From Publishers Weekly
Davenport-Hines offers a sharply opinionated history of drugs structured around three major premises: Human beings use drugs; for many that choice will be debilitating, sometimes fatal; and government prohibition of drugs, as opposed to regulation, is counterproductive and doomed to vainglorious failure. Davenport-Hines, a fellow of the Royal Historical Society and author of a well-received work on W.H. Auden, builds his case with a body of evidence encyclopedic in scope and varied in perspective. He explores the effects of drugs on families and private lives, for example, by sampling diaries of ordinary citizens, the writings of literary figures as diverse as Balzac and Ken Kesey, the theories of notorious cult-leader Timothy Leary, and the reports of a host of journalists. He is equally focused on exposing the high public costs that, he argues, have resulted from governments' treatment of drugs (both in American and elsewhere) as a criminal rather than medical problem a choice that, the author says, is a product of political demagoguery rather than honest conviction. To give credence to his charges, he quotes the inflammatory words of presidents, drug czars, and moralist such as William Bennett. U.S. policymakers exported this punitive approach to Europe and Latin America, which he deems a form of cultural imperialism. Davenport-Hines also finds hypocrisy in government support for pharmaceutical companies, whose advertising and marketing contribute to the cultural acceptance of drugs. He takes care to provide readers with useful information about the effects of both legal and illegal drugs, and to carefully discriminate among the relative dangers of different classes of drugs. The effort adds credibility to his strong writing, and his well-documented positions will be difficult to dismiss.
Copyright 2002 Cahners Business Information, Inc.
The need for altered states, the release from the tyranny of the quotidian and one's self, is, as British historian Davenport-Hines so cogently observes, intrinsic to human nature. Drugs have always played a role in spiritual and healing practices, art, and human interactions both personal and social.
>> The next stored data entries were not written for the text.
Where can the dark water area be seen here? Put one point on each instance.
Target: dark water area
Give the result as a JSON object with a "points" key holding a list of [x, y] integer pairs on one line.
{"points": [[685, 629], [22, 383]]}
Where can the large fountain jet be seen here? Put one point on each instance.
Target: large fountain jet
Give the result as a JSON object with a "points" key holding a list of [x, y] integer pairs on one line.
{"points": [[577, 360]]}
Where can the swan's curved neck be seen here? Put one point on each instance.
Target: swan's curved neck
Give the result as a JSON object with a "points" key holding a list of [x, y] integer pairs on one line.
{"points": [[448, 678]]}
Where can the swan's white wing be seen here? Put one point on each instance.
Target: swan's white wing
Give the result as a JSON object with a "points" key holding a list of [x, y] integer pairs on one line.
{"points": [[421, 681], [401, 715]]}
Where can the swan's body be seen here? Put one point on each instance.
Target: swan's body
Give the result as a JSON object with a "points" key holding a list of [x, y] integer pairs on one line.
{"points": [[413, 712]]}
As he did in
Gothic (1999), Davenport-Hines draws from a great sea of materials, deftly connecting intriguing insights into the drug use of artists, doctors, world leaders, criminals, and common folk with concise summations of related aesthetic and political shifts, scientific discoveries, and the change in attitudes toward certain drugs that led to their criminalization and the rise of an illegal international drug trade that generates $400 billion a year. Davenport-Hines documents the complex cultures of opium, coca, hemp drugs, and beyond, and explains why prohibition has, paradoxically, increased drug use and made it more dangerous. Empathic in his portrayal of individuals and perceptions into the connection between narcotics and sensuality, societal anxiety, war, and issues related to gender, race, and class, he is ruthless in his rigorous critique of the covert participation of governments in the lucrative trade they've so vehemently outlawed. The war on drugs, he concludes, is a war on ourselves.